Sallie Annie Pharris Hawthorne, ca 1914, photo in author’s collection

Sallie Pharris Hawthorne contracted tuberculosis some time in the mid-1920s. Her sad plea to Effie, then 24 and likely then still residing at home, and the oldest child still in the home, to “take care of my little children” is a reflection on Effie’s younger siblings still at home (or who may have been at home): Jewel (23), James (20), Willie Elmer (19); Fannie Annie (15); Bonnie (13); Cora (11); Eddie (8); Arthur (4); and Cecil (3). Effie’s two older siblings, Estelle and Louis T. were married already and long gone from home. “Don’t let them worry you” and “come down on them more” suggests motherly advice to sometimes discipline her own siblings as a parent might.

“Now don’t you all grieve after me for you see I can’t live and I’ll be better off I hope I’ll be at rest. All dead people look to me like they are at rest. Now don’t you all grieve after me one bit.”

Sallie Hawthorne died on June 12, 1926, in Cass County, Texas, aged 45. Dying from TB is drawn-out and painful, so it must have been a difficult death. Sallie may have welcomed it in the end, as she believed she would be “at rest.” It is interesting to me that there is no mention of the afterlife in the note, or her personal God.

You can hear how Sallie switches audiences, from “you”–meaning just Effie, to “you all”–meaning all of the children. Who besides Effie was in the room with the dying woman is unknown, but Sallie must have expected her daughter to convey the messages address to “you all.” I’m sure they all grieved to lose their mother so young, and I expect that Effie did the best she could, as her dying mother twice requested, over the few years she remained in the household to help her father and siblings, until some of the older “little children” were older still.

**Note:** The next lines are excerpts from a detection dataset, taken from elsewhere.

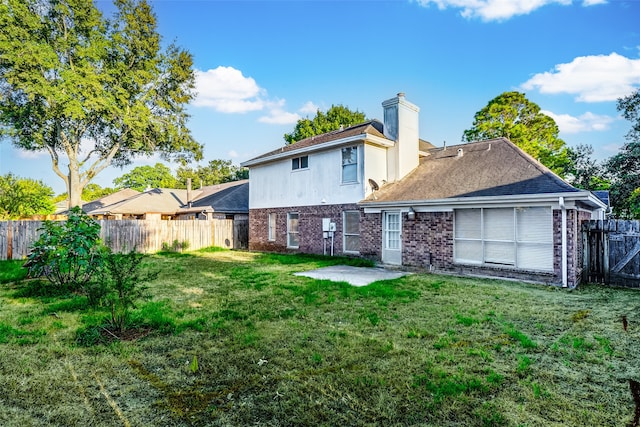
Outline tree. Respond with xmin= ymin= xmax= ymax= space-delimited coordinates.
xmin=53 ymin=183 xmax=118 ymax=203
xmin=176 ymin=159 xmax=249 ymax=187
xmin=567 ymin=144 xmax=611 ymax=190
xmin=607 ymin=90 xmax=640 ymax=218
xmin=113 ymin=163 xmax=177 ymax=191
xmin=0 ymin=174 xmax=55 ymax=220
xmin=284 ymin=105 xmax=367 ymax=144
xmin=0 ymin=0 xmax=202 ymax=206
xmin=462 ymin=92 xmax=571 ymax=176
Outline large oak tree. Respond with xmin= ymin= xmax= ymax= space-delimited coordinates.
xmin=284 ymin=105 xmax=366 ymax=144
xmin=462 ymin=92 xmax=571 ymax=176
xmin=0 ymin=0 xmax=202 ymax=206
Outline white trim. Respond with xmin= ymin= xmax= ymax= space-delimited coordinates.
xmin=358 ymin=191 xmax=606 ymax=213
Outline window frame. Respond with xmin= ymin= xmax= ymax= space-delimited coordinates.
xmin=340 ymin=145 xmax=360 ymax=184
xmin=453 ymin=206 xmax=554 ymax=272
xmin=267 ymin=212 xmax=278 ymax=242
xmin=342 ymin=210 xmax=361 ymax=254
xmin=287 ymin=212 xmax=300 ymax=249
xmin=291 ymin=155 xmax=309 ymax=171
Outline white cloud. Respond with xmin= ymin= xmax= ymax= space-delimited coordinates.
xmin=522 ymin=52 xmax=640 ymax=102
xmin=193 ymin=66 xmax=265 ymax=113
xmin=14 ymin=148 xmax=49 ymax=160
xmin=542 ymin=111 xmax=616 ymax=133
xmin=416 ymin=0 xmax=606 ymax=21
xmin=298 ymin=101 xmax=320 ymax=114
xmin=193 ymin=66 xmax=306 ymax=125
xmin=258 ymin=108 xmax=300 ymax=125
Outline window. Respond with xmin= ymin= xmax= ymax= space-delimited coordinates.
xmin=384 ymin=212 xmax=401 ymax=250
xmin=342 ymin=147 xmax=358 ymax=182
xmin=342 ymin=211 xmax=360 ymax=253
xmin=287 ymin=212 xmax=300 ymax=248
xmin=268 ymin=213 xmax=276 ymax=242
xmin=454 ymin=207 xmax=553 ymax=271
xmin=291 ymin=156 xmax=309 ymax=170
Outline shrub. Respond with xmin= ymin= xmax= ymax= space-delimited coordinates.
xmin=96 ymin=249 xmax=157 ymax=332
xmin=25 ymin=207 xmax=104 ymax=292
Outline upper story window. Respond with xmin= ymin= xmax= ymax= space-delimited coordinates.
xmin=291 ymin=156 xmax=309 ymax=170
xmin=267 ymin=212 xmax=276 ymax=242
xmin=342 ymin=147 xmax=358 ymax=183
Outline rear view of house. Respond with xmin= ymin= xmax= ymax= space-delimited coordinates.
xmin=243 ymin=94 xmax=607 ymax=286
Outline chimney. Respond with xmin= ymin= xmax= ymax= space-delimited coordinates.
xmin=187 ymin=178 xmax=191 ymax=207
xmin=382 ymin=92 xmax=420 ymax=181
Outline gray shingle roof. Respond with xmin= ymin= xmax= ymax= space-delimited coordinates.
xmin=363 ymin=138 xmax=580 ymax=204
xmin=87 ymin=188 xmax=187 ymax=215
xmin=178 ymin=179 xmax=249 ymax=213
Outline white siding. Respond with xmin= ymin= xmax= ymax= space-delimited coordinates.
xmin=363 ymin=144 xmax=389 ymax=198
xmin=249 ymin=144 xmax=368 ymax=209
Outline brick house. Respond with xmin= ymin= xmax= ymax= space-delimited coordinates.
xmin=243 ymin=94 xmax=607 ymax=286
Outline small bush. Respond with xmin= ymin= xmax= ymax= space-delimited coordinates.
xmin=96 ymin=250 xmax=157 ymax=332
xmin=25 ymin=207 xmax=104 ymax=292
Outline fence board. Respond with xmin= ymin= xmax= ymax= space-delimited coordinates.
xmin=0 ymin=219 xmax=248 ymax=260
xmin=582 ymin=220 xmax=640 ymax=287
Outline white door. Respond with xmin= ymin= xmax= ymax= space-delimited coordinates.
xmin=382 ymin=211 xmax=402 ymax=265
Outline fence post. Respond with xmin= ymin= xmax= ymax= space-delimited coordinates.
xmin=7 ymin=221 xmax=13 ymax=261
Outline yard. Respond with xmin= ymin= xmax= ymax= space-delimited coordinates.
xmin=0 ymin=249 xmax=640 ymax=426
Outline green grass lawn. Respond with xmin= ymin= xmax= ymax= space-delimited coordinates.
xmin=0 ymin=251 xmax=640 ymax=426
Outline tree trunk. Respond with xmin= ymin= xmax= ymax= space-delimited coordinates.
xmin=67 ymin=158 xmax=82 ymax=209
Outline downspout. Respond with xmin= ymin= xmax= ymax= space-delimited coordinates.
xmin=558 ymin=197 xmax=568 ymax=288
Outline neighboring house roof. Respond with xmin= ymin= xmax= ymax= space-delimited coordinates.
xmin=592 ymin=190 xmax=611 ymax=206
xmin=87 ymin=188 xmax=187 ymax=215
xmin=362 ymin=138 xmax=604 ymax=206
xmin=242 ymin=120 xmax=388 ymax=166
xmin=85 ymin=179 xmax=249 ymax=215
xmin=177 ymin=179 xmax=249 ymax=213
xmin=56 ymin=188 xmax=140 ymax=215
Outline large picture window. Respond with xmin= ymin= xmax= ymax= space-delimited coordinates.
xmin=287 ymin=212 xmax=300 ymax=248
xmin=343 ymin=211 xmax=360 ymax=253
xmin=454 ymin=207 xmax=553 ymax=271
xmin=342 ymin=147 xmax=358 ymax=183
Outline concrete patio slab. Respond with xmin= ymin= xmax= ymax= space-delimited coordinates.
xmin=294 ymin=265 xmax=410 ymax=286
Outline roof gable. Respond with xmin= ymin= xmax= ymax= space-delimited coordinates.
xmin=365 ymin=138 xmax=580 ymax=202
xmin=243 ymin=120 xmax=392 ymax=164
xmin=178 ymin=179 xmax=249 ymax=213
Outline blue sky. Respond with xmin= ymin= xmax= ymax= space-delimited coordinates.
xmin=0 ymin=0 xmax=640 ymax=193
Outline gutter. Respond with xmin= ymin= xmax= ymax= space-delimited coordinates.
xmin=558 ymin=197 xmax=568 ymax=288
xmin=358 ymin=191 xmax=606 ymax=213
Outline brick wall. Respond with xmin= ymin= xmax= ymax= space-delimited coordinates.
xmin=249 ymin=204 xmax=362 ymax=255
xmin=360 ymin=213 xmax=382 ymax=261
xmin=402 ymin=212 xmax=453 ymax=269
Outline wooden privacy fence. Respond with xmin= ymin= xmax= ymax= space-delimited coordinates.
xmin=0 ymin=219 xmax=248 ymax=260
xmin=582 ymin=220 xmax=640 ymax=287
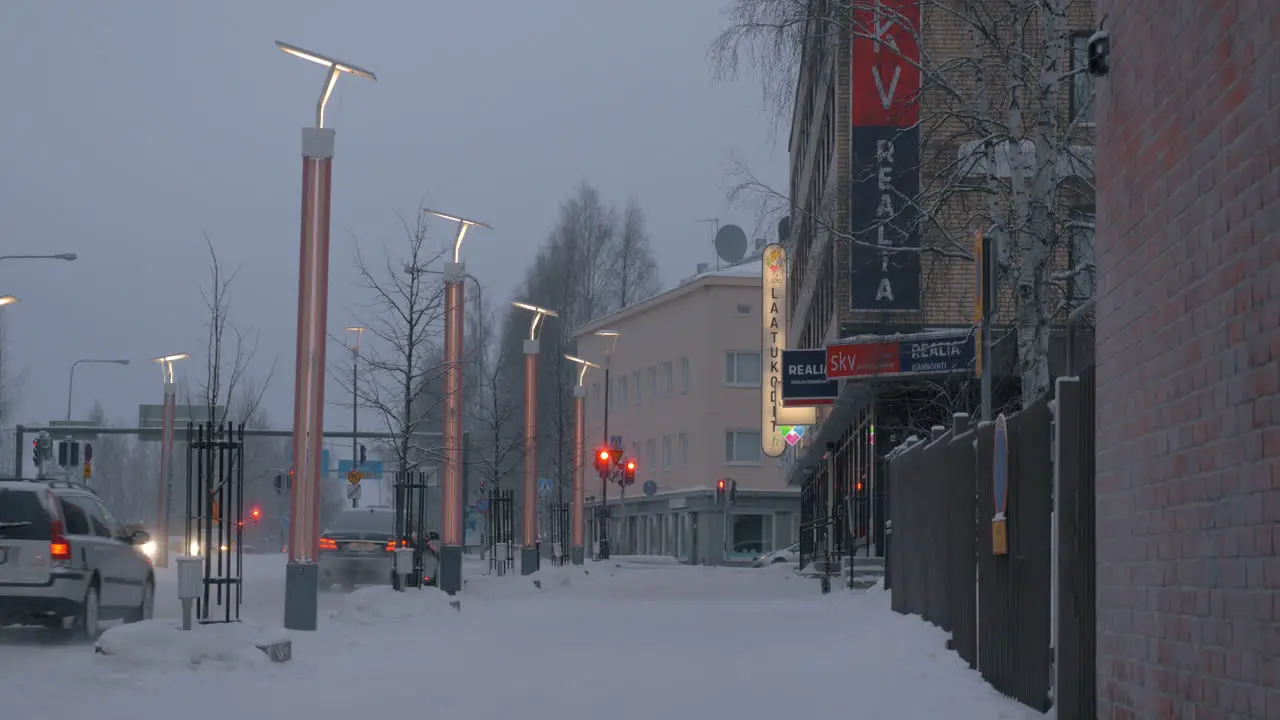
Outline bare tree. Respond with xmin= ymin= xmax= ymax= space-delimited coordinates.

All Sallie’s children went on to have children of their own, except Fannie Annie, who died in 1930 of tuberculosis, and Jewel, who married career soldier Frank Knott and became a sort of second set of grandparents (on that side) for me, my sister, and our cousins. Great-aunt Effie married Henry Nolley in about 1930 and they had seven children. She died in 1994, aged 93. According to my uncle, Effie had beautiful blue eyes.